Perguntas frequentes

O IBS e a CBS já estão valendo? A Reforma está em transição conforme o cronograma da EC 132/2023 e da LC 214/2025, com implantação escalonada ao longo de vários anos. Há fases de teste e de convivência com os tributos atuais. Os marcos e percentuais exatos devem ser confirmados nos atos oficiais do Ministério da Fazenda, pois ainda estão sendo regulamentados.

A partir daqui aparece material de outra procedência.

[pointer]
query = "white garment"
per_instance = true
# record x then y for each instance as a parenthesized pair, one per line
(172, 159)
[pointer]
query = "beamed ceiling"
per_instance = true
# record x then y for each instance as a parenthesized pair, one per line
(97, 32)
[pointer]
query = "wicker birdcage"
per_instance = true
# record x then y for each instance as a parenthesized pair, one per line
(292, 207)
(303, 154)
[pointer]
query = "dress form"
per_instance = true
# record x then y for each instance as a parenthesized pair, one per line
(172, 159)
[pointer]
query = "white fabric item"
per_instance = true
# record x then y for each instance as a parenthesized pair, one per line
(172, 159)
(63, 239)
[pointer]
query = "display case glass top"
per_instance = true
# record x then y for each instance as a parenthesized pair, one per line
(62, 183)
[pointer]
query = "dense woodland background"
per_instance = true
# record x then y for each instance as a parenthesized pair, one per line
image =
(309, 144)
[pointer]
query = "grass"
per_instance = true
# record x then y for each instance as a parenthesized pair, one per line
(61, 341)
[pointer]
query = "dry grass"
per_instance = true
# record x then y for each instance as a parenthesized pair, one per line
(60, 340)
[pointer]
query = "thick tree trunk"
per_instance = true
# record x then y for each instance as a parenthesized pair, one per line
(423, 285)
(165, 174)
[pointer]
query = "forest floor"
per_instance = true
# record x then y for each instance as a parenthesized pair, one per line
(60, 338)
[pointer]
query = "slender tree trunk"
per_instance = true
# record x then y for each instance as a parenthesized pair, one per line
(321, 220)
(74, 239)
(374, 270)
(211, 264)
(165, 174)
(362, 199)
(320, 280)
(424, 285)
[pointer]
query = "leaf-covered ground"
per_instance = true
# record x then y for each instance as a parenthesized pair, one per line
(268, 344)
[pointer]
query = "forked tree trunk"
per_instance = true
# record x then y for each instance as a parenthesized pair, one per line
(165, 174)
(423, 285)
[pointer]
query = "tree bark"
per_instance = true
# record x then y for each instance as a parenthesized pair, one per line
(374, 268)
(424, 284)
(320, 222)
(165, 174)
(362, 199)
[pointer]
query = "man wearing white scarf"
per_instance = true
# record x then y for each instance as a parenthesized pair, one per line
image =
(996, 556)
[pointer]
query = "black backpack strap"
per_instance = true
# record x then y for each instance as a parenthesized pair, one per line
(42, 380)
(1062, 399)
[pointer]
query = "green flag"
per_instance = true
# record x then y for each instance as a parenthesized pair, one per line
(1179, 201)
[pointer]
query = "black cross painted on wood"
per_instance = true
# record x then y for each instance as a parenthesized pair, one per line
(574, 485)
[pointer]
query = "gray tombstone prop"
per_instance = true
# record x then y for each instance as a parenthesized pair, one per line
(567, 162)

Empresas do Simples Nacional vão pagar IBS e CBS? O Simples foi mantido pela EC 132/2023. O optante continua no recolhimento unificado, mas a LC 214/2025 prevê a possibilidade de recolher IBS e CBS "por fora" para transferir crédito integral aos clientes. É uma decisão estratégica que depende do perfil de cada empresa e deve ser avaliada caso a caso.

Preciso mudar meu sistema de emissão de notas por causa da Reforma? Provavelmente sim. A NFS-e Nacional ganhou campos novos pela NT 008 para acomodar IBS e CBS. Sistemas que emitem no padrão Nacional e acompanham as notas técnicas — como o Zen Fiscal — tendem a absorver a mudança com menos retrabalho do que processos manuais. Confirme a versão vigente no portal gov.br/nfse.

A Reforma Tributária não é um evento único, e sim uma transição que vai ocupar a agenda dos escritórios pelos próximos anos. O contador que entender IBS, CBS e os novos campos da NFS-e, e que chegar com a operação digital e os dados organizados, transforma a obrigação em diferencial consultivo. O ponto inegociável permanece: nenhum código ou alíquota se preenche no chute — tudo vem da norma e da configuração validada.